The installation of this system has been completed and other enhancements continue to be implemented. Elgiloy has achieved the initial quality levels targeted and this article will review the details of the control structure, which has been critical to that success.
Background of project
Elgiloy Specialty Metals (ESM) evolved from the Elgin National Watch Co. of Elgin, Ill., into the present-day corporation. Corrosion concerns with metals used in wrist-watches during World War II led to the development of a cobalt metal alloy called Elgiloy in the late 1940s, by the Battelle Memorial Institute of Columbus, Ohio. Once ESM developed expertise in producing this special alloy, the natural result was to supply this alloy to other industries requiring products with similar properties.

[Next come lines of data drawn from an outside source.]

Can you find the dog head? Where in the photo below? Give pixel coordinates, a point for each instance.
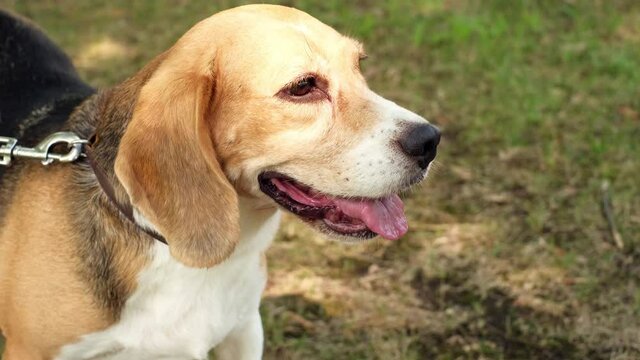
(269, 103)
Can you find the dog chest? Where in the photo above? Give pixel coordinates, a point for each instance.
(178, 312)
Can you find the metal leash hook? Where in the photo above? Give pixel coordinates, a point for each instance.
(10, 149)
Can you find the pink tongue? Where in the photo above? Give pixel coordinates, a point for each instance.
(383, 216)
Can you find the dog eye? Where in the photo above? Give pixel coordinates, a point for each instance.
(303, 87)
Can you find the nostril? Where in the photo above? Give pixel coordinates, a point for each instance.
(421, 141)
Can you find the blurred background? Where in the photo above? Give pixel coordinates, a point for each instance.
(524, 242)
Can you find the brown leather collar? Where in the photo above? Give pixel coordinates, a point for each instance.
(125, 209)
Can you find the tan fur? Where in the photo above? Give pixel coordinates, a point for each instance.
(45, 302)
(185, 136)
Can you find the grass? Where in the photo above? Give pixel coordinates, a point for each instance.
(510, 256)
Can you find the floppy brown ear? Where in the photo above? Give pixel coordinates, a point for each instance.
(168, 166)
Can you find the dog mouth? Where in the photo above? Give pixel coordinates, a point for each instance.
(352, 217)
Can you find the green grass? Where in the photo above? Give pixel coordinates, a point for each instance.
(510, 256)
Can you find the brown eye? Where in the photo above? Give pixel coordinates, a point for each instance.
(303, 87)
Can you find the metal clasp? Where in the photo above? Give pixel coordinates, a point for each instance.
(10, 149)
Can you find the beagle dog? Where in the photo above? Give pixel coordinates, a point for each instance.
(255, 109)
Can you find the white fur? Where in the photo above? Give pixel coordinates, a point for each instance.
(178, 312)
(375, 166)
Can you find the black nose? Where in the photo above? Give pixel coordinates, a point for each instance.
(421, 143)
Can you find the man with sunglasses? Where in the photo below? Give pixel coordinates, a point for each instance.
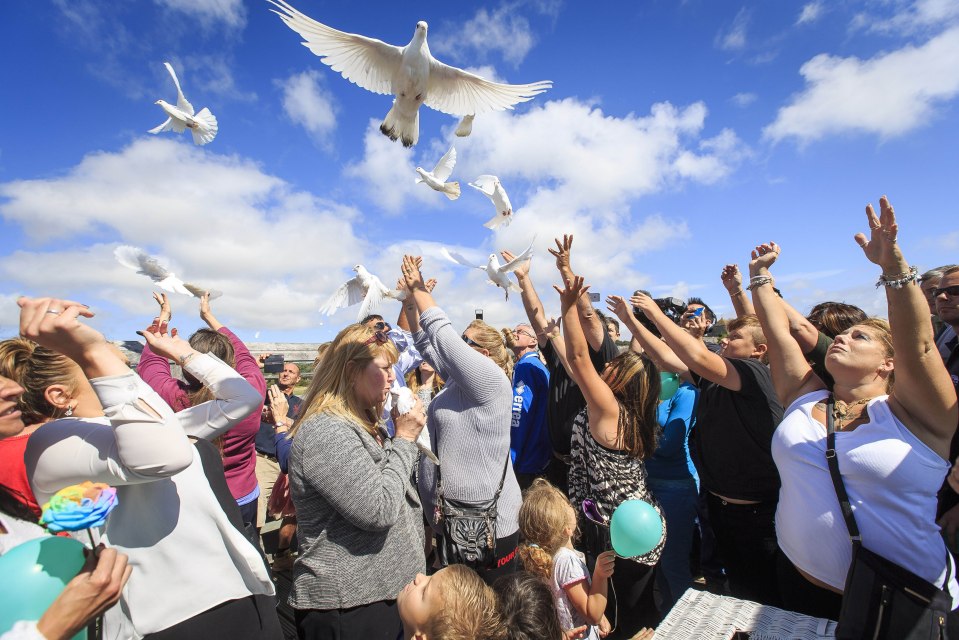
(529, 437)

Gradually this metallurgical knowledge was expanded to include numerous other alloys, which were eagerly sought by a wide variety of industries. Rapid industrial growth in the 1970s and 1980s saw increased needs for metals with unique properties. To fill this market need, ESM constructed a new rolling facility in the late 1970s to supply strip and wire products for these specialized applications. In the 1980s, market demand for specialized alloys increased even further. As a result, Elgiloy expanded their role by supplying other nickel-based and stainless alloys in small quantities. Currently, ESM supplies over 100 specialty alloys, including titanium-based, for use by corporations worldwide.

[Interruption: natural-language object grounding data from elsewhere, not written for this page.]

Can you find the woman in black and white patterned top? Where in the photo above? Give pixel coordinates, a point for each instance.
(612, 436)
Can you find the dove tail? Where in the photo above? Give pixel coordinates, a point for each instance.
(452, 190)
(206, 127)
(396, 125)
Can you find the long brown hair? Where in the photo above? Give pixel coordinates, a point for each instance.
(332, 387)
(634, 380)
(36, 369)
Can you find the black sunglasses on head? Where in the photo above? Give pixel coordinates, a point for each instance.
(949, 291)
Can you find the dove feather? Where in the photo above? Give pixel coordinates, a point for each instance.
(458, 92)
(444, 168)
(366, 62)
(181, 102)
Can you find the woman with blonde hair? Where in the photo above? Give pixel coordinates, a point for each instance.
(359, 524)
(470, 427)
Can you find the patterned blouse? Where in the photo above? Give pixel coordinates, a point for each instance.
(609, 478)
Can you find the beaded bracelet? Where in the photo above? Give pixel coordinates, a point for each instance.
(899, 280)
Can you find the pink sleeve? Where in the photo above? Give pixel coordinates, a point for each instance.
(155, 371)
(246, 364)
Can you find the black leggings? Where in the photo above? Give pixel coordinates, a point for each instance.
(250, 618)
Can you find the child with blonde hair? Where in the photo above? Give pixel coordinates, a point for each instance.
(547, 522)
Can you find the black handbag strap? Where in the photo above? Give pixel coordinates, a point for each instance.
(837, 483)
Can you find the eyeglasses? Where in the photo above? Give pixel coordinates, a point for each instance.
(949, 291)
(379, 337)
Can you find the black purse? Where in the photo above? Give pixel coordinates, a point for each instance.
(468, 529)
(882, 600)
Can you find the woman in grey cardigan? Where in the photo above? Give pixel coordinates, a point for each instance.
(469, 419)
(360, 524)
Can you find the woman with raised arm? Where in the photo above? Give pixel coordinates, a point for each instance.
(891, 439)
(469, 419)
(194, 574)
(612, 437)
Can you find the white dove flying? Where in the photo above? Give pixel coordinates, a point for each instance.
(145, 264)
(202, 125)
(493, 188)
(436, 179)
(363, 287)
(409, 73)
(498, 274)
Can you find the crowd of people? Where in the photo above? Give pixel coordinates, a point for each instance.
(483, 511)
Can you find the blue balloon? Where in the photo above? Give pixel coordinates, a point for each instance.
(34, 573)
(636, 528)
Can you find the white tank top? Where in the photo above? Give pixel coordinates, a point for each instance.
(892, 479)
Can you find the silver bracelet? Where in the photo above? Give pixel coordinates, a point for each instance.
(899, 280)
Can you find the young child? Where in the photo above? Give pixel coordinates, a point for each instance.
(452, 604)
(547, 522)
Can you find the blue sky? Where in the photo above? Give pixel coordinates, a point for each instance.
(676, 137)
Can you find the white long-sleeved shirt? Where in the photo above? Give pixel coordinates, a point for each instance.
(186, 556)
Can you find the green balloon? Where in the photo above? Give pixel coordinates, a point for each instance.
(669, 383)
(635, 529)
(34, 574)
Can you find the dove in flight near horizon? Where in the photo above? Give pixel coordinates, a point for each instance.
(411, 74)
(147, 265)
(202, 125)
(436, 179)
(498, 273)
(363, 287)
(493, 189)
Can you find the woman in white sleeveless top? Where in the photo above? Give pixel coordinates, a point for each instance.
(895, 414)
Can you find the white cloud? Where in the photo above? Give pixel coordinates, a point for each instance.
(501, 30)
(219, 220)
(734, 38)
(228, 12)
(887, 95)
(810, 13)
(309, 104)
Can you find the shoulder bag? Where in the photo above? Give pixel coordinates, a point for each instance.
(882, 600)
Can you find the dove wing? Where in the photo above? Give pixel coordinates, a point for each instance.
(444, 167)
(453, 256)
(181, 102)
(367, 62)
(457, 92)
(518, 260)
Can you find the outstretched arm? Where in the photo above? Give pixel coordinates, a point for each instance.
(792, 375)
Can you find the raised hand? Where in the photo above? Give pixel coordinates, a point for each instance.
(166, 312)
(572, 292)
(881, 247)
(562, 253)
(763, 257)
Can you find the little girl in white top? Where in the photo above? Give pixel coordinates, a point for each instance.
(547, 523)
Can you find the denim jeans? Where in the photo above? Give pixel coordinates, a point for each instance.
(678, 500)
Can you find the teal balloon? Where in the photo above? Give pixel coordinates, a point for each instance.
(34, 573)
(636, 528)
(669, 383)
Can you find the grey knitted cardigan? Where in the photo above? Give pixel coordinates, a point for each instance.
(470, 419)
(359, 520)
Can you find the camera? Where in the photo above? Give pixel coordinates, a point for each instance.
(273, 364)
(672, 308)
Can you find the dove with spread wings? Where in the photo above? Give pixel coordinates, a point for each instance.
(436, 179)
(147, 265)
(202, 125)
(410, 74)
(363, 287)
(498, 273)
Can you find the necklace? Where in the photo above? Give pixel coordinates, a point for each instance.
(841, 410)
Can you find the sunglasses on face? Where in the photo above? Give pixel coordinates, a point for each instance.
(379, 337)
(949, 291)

In the quest for higher quality and more reliable products, original equipment manufacturers (OEMs) have developed stringent specifications that require exotic alloys with unique properties. Typically, emerging technologies have only been made possible with the incorporation of highly specialized metals for such applications as aircraft instrumentation, electronics applications, aerospace uses, medical technology and many other situations where only metals with unusual properties would suffice. These products can only be supplied through the application of metal alloys exhibiting special properties such as extreme corrosion resistance, low magnetic hysteresis, ultrahigh tensile stress, or resistance to degradation at excessively high temperatures.

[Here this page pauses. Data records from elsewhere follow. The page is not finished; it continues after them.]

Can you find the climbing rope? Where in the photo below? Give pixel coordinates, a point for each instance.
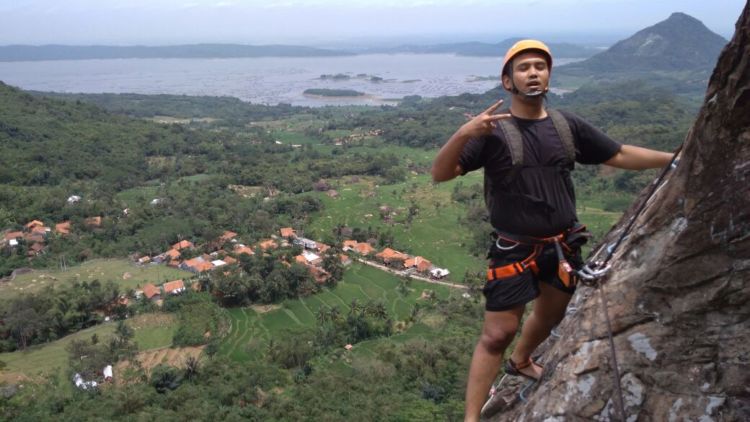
(591, 274)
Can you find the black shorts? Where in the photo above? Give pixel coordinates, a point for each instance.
(507, 293)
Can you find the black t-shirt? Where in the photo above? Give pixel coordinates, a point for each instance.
(540, 200)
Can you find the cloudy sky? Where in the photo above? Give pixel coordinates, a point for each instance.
(321, 22)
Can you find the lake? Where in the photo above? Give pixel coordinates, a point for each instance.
(269, 80)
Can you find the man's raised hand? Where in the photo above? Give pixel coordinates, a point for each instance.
(484, 122)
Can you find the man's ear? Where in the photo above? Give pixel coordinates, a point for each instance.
(507, 82)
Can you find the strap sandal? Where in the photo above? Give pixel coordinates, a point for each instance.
(512, 368)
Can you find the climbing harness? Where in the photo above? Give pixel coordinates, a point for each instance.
(566, 241)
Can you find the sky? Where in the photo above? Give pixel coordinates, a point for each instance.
(343, 22)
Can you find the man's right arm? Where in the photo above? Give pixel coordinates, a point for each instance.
(446, 164)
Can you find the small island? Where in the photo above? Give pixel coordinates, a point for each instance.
(325, 92)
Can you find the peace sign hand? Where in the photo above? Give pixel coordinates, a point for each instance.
(484, 122)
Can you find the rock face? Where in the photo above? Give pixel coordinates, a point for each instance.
(679, 289)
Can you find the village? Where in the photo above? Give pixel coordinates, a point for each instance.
(226, 251)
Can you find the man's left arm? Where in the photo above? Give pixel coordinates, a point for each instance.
(631, 157)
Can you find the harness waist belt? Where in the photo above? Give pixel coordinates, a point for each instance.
(515, 268)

Demand for these alloys has grown vigorously curing the last two decades and presently consumption in North America has reached more than 110,000 tonnes for stainless grades alone. In addition, newer alloys capitalizing on properties of such elements as nickel and titanium have become essential in certain applications due to their specialized properties. Demand for these newer alloys in North America has also grown dramatically in the past several years. Due to this industry demand and the need for continued growth, ESM management decided that the time for a new cold rolling facility, featuring a sophisticated 20-hi mill, was opportune. In 1996, plans were established for an expansion that consisted of the construction of a new plant in order to supply superior quality cold rolled strip to the existing customer base. Location for the new plant was selected based on proximity to coil suppliers as well as good transportation access for the finished products. A location west of Chicago near major interstate highways was chosen. The finished plant complex is shown in Fig. 1.